Simone Veil, figure emblématique de la politique française et survivante de la Shoah, a marqué l'histoire par son engagement en faveur des droits des femmes, notamment en matière d'avortement. Ses citations et son discours devant l'Assemblée nationale en 1974 restent des références incontournables.

Les Mots de Simone Veil sur l'Avortement : Un Aperçu

Simone Veil a exprimé à plusieurs reprises sa vision de l'avortement, soulignant la complexité et la gravité de cette décision pour les femmes.

  • La citation la plus célèbre et la plus courte: « Aucune femme ne recourt de gaieté de cœur à l'avortement. Il suffit d'écouter les femmes. C'est toujours un drame. » Cette phrase percutante résume l'approche de Simone Veil : une écoute attentive des femmes et une reconnaissance de la souffrance inhérente à l'avortement.
  • Une réflexion sur la contraception: « Je me suis du reste demandé, à l'époque, si les hommes n'étaient pas, en fin de compte, plus hostiles à la contraception qu'à l'avortement. » Cette citation met en lumière une possible réticence masculine face à la contraception, perçue comme une émancipation féminine.
  • La citation la plus longue, extraite de son discours historique: « Je voudrais d'abord vous faire partager une conviction de femme (je m'excuse de le faire devant cette Assemblée presque exclusivement composée d'hommes) : aucune femme ne recourt de gaieté de cœur à l'avortement. Il suffit d'écouter les femmes. C'est toujours un drame… C'est toujours un drame, cela restera toujours un drame. »

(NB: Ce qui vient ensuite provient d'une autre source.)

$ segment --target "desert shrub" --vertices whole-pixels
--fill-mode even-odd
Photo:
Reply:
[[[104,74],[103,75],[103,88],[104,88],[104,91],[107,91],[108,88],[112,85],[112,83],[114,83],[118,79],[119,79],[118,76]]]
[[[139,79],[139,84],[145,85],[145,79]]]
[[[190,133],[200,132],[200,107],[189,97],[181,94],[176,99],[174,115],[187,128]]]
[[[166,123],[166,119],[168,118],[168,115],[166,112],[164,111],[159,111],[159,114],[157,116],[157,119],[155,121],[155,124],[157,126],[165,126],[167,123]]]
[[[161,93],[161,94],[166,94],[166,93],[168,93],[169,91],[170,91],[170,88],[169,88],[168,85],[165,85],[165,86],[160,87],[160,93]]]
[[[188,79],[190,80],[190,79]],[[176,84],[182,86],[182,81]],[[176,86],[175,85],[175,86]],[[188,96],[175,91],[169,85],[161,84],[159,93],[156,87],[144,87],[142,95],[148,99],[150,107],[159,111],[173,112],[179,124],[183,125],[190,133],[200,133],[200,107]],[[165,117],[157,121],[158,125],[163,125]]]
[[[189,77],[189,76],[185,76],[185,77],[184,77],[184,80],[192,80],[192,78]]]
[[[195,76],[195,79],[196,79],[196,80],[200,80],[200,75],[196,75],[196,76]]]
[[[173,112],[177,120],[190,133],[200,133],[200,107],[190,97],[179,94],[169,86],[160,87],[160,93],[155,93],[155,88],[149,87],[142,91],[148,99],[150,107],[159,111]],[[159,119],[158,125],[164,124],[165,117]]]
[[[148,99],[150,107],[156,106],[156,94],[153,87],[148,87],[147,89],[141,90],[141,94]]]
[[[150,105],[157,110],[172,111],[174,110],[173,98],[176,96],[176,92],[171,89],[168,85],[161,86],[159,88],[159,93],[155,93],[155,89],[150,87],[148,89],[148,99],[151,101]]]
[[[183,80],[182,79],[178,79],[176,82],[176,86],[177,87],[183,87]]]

Le Discours de 1974 : Un Moment Clé

Le 26 novembre 1974, Simone Veil, alors ministre de la Santé, présente devant l'Assemblée nationale le projet de loi sur la dépénalisation de l'interruption volontaire de grossesse (IVG). Ce discours, prononcé devant une assemblée majoritairement masculine, est un plaidoyer pour la reconnaissance de la réalité de l'avortement et la nécessité de garantir aux femmes un accès sûr et légal à cette intervention.

Contexte et Nécessité de la Loi

Simone Veil souligne d'emblée la gravité de sa démarche, consciente des « résonances qu'il suscite au plus intime de chacun des Français et des Françaises ». Elle rappelle que le projet de loi vise à « mettre fin à une situation de désordre et d'injustice et d'apporter une solution mesurée et humaine à un des problèmes les plus difficiles de notre temps ».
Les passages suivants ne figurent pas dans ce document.